今天开始，我们要进入字符串方法的世界——那些帮你在字符串中查找内容、替换内容、判断内容的强大工具。

Python的字符串有40多个内置方法。别被这个数字吓到——日常开发中真正高频使用的大概15个左右。我将它们分成三组来讲：查找与替换（本文）、分割与拼接、大小写与判断。

查找和替换是你处理文本时最常用的操作——从一段文字中找关键词、替换模板中的占位符、提取特定格式的数据，全都离不开它们。

二、find() 和 rfind()：查找子串位置

2.1 find() 基本用法

find() 在字符串中查找子串，返回第一次出现的位置索引。如果找不到，返回 -1（而不是报错）。

text = 'Python is easy, Python is powerful'

# 查找子串
print(text.find('Python'))     # 0（第一次出现的位置）
print(text.find('is'))         # 7
print(text.find('Java'))       # -1（没找到）

# 指定查找范围：find(sub, start, end)
print(text.find('Python', 10))    # 17（从索引10开始找）
print(text.find('Python', 0, 10)) # -1（在0到10范围内没找到）

2.2 rfind()：从右边开始查找

text = 'Python is easy, Python is powerful'

# rfind：找最后一次出现的位置
print(text.rfind('Python'))   # 17
print(text.rfind('is'))       # 22（第二个'is'）
print(text.find('is'))        # 7（第一个'is'）

2.3 find() 实战应用

# 提取文件扩展名
def get_file_extension(filename):
    dot_index = filename.rfind('.')
    if dot_index == -1:
        return ''  # 没有扩展名
    return filename[dot_index:]

print(get_file_extension('report.pdf'))   # .pdf
print(get_file_extension('archive.tar.gz')) # .gz
print(get_file_extension('README'))       # ''


# 提取URL中的协议
def get_url_protocol(url):
    separator = url.find('://')
    if separator == -1:
        return 'unknown'
    return url[:separator]

print(get_url_protocol('https://example.com'))  # https
print(get_url_protocol('ftp://files.server'))   # ftp


# 查找所有出现的位置
def find_all_occurrences(text, substring):
    """查找子串在文本中出现的所有位置"""
    positions = []
    start = 0
    while True:
        pos = text.find(substring, start)
        if pos == -1:
            break
        positions.append(pos)
        start = pos + 1
    return positions

text = 'abababab'
print(find_all_occurrences(text, 'ab'))  # [0, 2, 4, 6]

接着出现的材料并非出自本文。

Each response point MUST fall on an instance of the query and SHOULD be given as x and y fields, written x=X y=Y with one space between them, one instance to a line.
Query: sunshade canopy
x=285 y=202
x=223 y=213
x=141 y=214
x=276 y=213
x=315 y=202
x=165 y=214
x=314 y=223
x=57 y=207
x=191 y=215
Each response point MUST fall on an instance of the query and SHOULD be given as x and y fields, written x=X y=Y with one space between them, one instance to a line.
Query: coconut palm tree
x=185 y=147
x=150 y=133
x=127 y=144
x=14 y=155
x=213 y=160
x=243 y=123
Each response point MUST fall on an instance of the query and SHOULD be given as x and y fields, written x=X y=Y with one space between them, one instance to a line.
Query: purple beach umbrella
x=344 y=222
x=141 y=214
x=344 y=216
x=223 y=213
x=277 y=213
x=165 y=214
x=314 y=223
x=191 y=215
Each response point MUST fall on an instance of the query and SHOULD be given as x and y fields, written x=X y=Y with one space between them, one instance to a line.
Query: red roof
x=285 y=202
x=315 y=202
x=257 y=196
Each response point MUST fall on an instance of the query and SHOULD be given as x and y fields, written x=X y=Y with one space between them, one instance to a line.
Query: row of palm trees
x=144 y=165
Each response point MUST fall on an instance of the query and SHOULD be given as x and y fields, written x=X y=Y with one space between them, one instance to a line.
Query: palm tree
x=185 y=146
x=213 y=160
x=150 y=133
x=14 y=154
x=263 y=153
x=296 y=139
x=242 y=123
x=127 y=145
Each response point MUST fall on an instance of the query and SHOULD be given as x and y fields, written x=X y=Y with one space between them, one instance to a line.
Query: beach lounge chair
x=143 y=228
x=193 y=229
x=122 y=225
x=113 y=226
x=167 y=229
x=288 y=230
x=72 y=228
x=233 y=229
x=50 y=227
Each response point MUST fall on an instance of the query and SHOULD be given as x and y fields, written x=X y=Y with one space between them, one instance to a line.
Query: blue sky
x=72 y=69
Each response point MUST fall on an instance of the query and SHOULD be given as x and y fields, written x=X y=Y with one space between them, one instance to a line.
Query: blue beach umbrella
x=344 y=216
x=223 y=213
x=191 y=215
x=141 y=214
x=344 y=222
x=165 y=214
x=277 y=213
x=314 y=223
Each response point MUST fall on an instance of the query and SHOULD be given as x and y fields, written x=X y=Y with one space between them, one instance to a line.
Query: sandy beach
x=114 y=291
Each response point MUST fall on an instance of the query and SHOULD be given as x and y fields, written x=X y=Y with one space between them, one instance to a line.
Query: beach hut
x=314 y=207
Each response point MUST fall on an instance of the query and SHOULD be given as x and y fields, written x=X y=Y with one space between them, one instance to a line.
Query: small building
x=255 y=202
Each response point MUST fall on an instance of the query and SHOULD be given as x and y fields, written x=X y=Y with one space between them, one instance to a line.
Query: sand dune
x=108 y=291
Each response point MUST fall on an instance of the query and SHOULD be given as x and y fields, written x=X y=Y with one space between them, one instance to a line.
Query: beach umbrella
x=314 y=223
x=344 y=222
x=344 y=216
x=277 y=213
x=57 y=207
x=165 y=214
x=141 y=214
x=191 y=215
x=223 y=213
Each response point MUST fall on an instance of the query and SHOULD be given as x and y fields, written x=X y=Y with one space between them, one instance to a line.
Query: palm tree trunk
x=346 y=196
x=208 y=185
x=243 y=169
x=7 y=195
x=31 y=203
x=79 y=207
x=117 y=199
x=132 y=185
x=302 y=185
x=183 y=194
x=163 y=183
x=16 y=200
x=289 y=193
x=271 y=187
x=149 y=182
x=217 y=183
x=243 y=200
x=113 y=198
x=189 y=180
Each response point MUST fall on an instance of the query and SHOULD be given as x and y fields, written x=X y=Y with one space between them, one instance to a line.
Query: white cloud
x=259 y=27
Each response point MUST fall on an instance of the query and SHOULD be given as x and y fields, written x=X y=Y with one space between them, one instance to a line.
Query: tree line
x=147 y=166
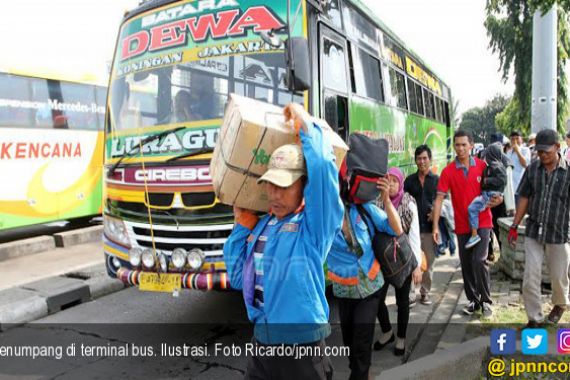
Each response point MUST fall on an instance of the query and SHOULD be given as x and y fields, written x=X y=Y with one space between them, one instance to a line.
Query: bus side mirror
x=298 y=77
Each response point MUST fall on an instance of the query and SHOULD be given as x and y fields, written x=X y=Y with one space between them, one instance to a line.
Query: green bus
x=175 y=64
x=51 y=147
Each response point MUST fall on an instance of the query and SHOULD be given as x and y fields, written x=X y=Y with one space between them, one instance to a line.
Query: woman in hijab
x=408 y=212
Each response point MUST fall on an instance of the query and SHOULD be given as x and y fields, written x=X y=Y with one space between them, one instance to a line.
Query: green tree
x=509 y=27
x=481 y=120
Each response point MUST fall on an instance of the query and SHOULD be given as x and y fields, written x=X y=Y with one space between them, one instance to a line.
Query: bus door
x=334 y=80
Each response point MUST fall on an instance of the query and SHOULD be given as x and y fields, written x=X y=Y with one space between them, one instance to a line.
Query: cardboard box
x=250 y=132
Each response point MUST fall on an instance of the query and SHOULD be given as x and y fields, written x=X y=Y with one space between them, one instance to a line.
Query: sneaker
x=425 y=300
x=378 y=346
x=471 y=308
x=400 y=347
x=487 y=311
x=472 y=242
x=534 y=324
x=555 y=314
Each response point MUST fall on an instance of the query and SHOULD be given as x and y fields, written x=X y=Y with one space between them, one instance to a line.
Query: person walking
x=422 y=186
x=545 y=195
x=355 y=273
x=408 y=212
x=462 y=178
x=277 y=261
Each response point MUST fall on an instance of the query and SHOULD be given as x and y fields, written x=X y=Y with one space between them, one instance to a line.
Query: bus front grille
x=209 y=238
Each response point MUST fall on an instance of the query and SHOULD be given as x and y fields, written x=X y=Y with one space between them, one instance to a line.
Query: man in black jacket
x=422 y=185
x=493 y=183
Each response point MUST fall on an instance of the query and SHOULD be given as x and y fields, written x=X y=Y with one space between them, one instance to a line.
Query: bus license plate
x=165 y=282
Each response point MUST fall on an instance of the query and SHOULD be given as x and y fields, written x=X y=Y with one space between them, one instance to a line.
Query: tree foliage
x=481 y=120
x=509 y=27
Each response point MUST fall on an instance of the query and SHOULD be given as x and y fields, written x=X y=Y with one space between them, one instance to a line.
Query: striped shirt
x=549 y=202
x=258 y=251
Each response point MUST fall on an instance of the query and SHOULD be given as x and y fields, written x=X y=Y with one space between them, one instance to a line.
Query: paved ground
x=110 y=315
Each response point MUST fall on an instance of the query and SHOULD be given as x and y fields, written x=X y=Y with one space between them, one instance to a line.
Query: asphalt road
x=137 y=335
x=137 y=323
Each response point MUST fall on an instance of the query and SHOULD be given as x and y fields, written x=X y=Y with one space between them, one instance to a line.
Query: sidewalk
x=35 y=285
x=421 y=340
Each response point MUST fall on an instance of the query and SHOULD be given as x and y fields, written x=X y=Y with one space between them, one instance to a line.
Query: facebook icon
x=503 y=341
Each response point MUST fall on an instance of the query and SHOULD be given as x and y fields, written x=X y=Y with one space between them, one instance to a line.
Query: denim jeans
x=477 y=205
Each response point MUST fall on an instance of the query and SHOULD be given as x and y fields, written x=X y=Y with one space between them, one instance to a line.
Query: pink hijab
x=398 y=197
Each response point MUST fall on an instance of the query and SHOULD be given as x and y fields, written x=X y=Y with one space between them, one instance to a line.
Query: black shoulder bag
x=394 y=253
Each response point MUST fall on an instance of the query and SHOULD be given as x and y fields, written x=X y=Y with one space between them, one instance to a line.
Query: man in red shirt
x=462 y=178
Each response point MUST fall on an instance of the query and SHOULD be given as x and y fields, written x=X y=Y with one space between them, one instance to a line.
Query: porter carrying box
x=250 y=132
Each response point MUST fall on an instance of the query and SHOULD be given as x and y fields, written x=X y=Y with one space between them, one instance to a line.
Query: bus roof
x=358 y=4
x=366 y=11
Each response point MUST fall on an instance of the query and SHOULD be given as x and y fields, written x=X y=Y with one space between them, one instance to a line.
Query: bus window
x=367 y=77
x=336 y=113
x=429 y=106
x=413 y=96
x=332 y=11
x=43 y=115
x=80 y=105
x=446 y=113
x=397 y=89
x=264 y=77
x=149 y=98
x=334 y=69
x=15 y=107
x=359 y=28
x=100 y=99
x=419 y=98
x=439 y=110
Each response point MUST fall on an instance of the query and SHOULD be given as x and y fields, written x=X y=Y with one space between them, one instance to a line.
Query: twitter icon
x=534 y=342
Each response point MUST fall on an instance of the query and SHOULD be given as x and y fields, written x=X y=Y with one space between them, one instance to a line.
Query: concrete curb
x=19 y=306
x=41 y=298
x=461 y=362
x=80 y=236
x=26 y=247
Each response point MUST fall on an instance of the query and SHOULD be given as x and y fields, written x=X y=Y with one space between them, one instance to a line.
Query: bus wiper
x=144 y=141
x=196 y=152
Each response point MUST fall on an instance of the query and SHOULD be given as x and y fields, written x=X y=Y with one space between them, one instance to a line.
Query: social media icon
x=563 y=341
x=535 y=341
x=503 y=341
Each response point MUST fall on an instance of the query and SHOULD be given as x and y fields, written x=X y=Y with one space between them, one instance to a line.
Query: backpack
x=366 y=161
x=394 y=254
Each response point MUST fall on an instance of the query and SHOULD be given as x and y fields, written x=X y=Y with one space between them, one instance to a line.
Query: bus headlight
x=135 y=256
x=148 y=258
x=178 y=258
x=163 y=262
x=116 y=230
x=196 y=258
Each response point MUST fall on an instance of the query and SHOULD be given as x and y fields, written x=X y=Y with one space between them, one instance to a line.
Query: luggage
x=394 y=254
x=366 y=161
x=250 y=132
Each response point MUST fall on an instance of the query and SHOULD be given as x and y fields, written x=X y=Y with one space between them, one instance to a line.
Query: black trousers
x=288 y=367
x=499 y=211
x=474 y=267
x=403 y=303
x=357 y=321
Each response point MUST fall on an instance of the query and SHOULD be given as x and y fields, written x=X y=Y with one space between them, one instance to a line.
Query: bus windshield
x=196 y=91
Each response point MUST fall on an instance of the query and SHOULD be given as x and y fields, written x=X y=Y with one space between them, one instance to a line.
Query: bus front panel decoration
x=175 y=65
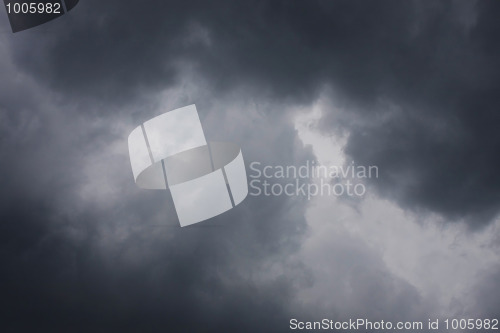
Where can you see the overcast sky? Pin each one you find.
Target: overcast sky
(409, 86)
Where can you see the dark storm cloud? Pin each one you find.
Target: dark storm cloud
(436, 63)
(112, 257)
(102, 262)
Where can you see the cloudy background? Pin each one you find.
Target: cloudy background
(409, 86)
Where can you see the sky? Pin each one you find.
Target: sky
(408, 86)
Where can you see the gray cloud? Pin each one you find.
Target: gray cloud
(411, 83)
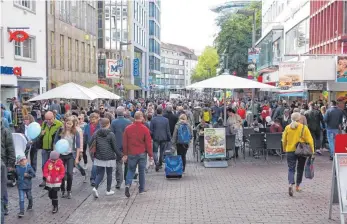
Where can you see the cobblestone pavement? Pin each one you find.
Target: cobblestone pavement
(250, 191)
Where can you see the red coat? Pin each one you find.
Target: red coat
(54, 172)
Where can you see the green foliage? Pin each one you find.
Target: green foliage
(207, 65)
(235, 37)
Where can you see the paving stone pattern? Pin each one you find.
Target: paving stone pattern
(250, 191)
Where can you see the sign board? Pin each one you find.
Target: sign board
(112, 69)
(214, 143)
(340, 169)
(290, 75)
(341, 67)
(136, 63)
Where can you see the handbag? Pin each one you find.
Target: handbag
(302, 148)
(309, 169)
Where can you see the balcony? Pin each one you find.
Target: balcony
(271, 49)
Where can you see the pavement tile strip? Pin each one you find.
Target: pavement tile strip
(250, 191)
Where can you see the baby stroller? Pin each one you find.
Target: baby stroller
(20, 145)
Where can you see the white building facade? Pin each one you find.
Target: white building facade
(23, 64)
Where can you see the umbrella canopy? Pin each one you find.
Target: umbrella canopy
(229, 82)
(69, 91)
(103, 91)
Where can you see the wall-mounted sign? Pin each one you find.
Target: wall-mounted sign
(18, 36)
(112, 69)
(17, 71)
(316, 85)
(136, 67)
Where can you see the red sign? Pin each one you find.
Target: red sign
(341, 143)
(18, 35)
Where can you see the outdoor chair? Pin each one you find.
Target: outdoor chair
(274, 142)
(257, 143)
(230, 146)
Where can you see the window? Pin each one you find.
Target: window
(69, 60)
(25, 49)
(53, 61)
(88, 58)
(77, 56)
(83, 57)
(1, 42)
(27, 4)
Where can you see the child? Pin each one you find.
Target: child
(24, 174)
(54, 172)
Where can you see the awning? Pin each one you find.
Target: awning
(131, 87)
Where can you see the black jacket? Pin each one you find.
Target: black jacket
(106, 148)
(172, 121)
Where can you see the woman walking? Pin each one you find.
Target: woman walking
(69, 133)
(105, 155)
(293, 134)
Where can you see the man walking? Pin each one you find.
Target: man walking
(333, 119)
(161, 135)
(137, 143)
(118, 127)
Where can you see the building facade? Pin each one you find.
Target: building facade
(177, 64)
(154, 40)
(72, 42)
(328, 26)
(23, 63)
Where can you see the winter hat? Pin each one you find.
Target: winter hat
(54, 155)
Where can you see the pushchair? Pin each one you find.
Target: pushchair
(20, 146)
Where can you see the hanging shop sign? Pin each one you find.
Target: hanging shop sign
(17, 71)
(18, 36)
(316, 86)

三、index() 和 rindex()：查找但报错

和 find() 几乎一样，唯一的区别是：找不到时抛出 ValueError 而不是返回 -1。

text = 'Python编程'

# 找到了——行为完全一样
print(text.index('Python'))  # 0
print(text.index('编程'))     # 6

# 区别：找不到时报错
# print(text.index('Java'))  # ValueError: substring not found

# 安全的用法——用try-except包裹
def safe_index(text, substring):
    try:
        return text.index(substring)
    except ValueError:
        return -1

print(safe_index('Python', 'Java'))  # -1

选择 find() 还是 index() ？

大多数情况用 find()：更安全，返回-1即可判断
当子串必须存在时用 index()：找不到说明数据有问题，报错比静默失败更好

四、count()：统计出现次数

text = 'banana'

print(text.count('a'))      # 3
print(text.count('na'))     # 2
print(text.count('z'))      # 0

# 指定范围统计
print(text.count('a', 3))       # 2（从索引3开始统计）
print(text.count('a', 0, 3))    # 1（在0到3范围内统计）

# 实际应用
def count_keywords(text, keywords):
    """统计文本中各个关键词出现的次数"""
    result = {}
    for keyword in keywords:
        result[keyword] = text.lower().count(keyword.lower())
    return result

article = """
Python是一种解释型语言。Python的设计哲学强调代码的可读性。
Python支持多种编程范式，包括面向对象和函数式编程。
"""
word_counts = count_keywords(article, ['Python', '编程', '语言'])
print(word_counts)
# {'Python': 3, '编程': 2, '语言': 1}

五、startswith() 和 endswith()：首尾判断

5.1 基本用法

filename = 'report_2024.pdf'

print(filename.startswith('report'))  # True
print(filename.endswith('.pdf'))      # True
print(filename.endswith('.txt'))      # False

# 可以传入元组来匹配多个选项
print(filename.endswith(('.pdf', '.doc', '.docx')))  # True
print(filename.endswith(('.jpg', '.png', '.gif')))   # False

5.2 指定查找范围

text = 'Python Programming'

# startswith可以带start和end参数
print(text.startswith('Pro', 7))         # True（从索引7开始看）
print(text.startswith('Pro', 7, 10))     # True

# endswith也有范围参数（检查指定范围内的结尾）
print(text.endswith('ing', 0, 17))       # True（检查text[0:17]的结尾）

5.3 实战应用

# 过滤文件列表
def filter_files_by_extension(files, extensions):
    """过滤出指定扩展名的文件"""
    return [f for f in files if f.lower().endswith(extensions)]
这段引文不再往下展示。